釈氏は井上円了・梁啓超・蔡元培の三人に焦点を絞り、近代国家への対応を目指し19世紀の日本・中国でなされた仏教の「護国」を巡る議論の変遷を紹介してくださった。井上は浄土真宗出身の啓蒙思想家であり、東洋・日本の精神的支柱として仏教を評価し、哲学により仏教を改良・最高して護国を実現するべきだと説いた。この日本の井上の説を承けつつ新たな議論を展開したのが、中国の梁と蔡である。中国近代化を促す啓蒙活動に尽力した梁は、日本で井上と交流した経験があり、西洋哲学のカントに勝る仏教の長所を「大我」に求めた。カントは個人の問題に終始するのに対し、仏教は個人と社会の関係を重んじるので、国家に資すると論じたのである。それに対し教育に尽力した蔡は井上の著作を翻訳した人物で、哲学と仏教を合わせ論じる井上の説を承けつつ、仏教と中国思想を比較分析し、君主専制を乗り越え民主・自由を実現すべきだと説いた。蔡によれば仏教は、民権により護国を実現できるものなのだという。

 

 

以上の発表に対し、一色・小河両氏よりコメントをいただいた。一色氏は井上が日本において近代仏教学の祖に近い扱いをされるほど重要な人物であることを指摘したうえで、次のような質問を呈された。日本では第二次世界大戦後に仏教の戦争協力が反省され、仏教により個人と社会を結ぶ往時の護国論は今日忌避されているが、自ずと異なる道を歩んだ中国において仏教護国論はいかなる評価を受けているのか。それに続いて小河氏は、朝鮮仏教においても護国が強調されたこと、その際朝鮮では思想よりも歴史が注目される傾向にあることを紹介したうえで、中国でも歴史に軸足をおいた護国論があるのかどうか、また出家者に対してどのような役割が求められていたのかという二つの質問を示された。

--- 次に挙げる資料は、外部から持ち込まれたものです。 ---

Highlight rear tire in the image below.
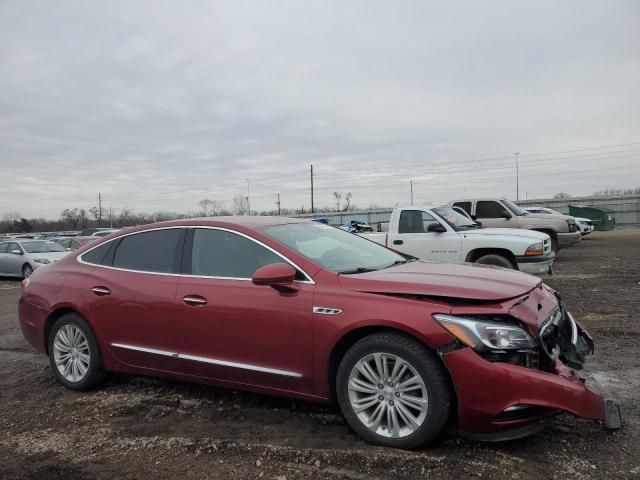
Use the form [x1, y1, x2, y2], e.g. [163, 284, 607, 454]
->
[336, 332, 451, 449]
[48, 313, 106, 390]
[473, 253, 516, 270]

これらの質問に対し釈氏は、民国期に仏教による護国を唱えた太虚や今日台湾で「人間仏教」を強調している仏光山などを例に挙げつつ、ご自身の見解を述べられた。またフロアからは小川隆氏(駒澤大学教授)より梁・蔡を引き付けた井上の独自性や清末民初における禅宗の立ち位置について質問がなされ、議論がより一層深められた。

従来の秩序が崩れるなか日本・中国で当時為された仏教の再評価および思想の再構築の試みは、その歴史的限界や失敗も含め、新たな激動・変革期を迎えている今日においてもなお参照すべき含蓄あるものとなっているように感じた。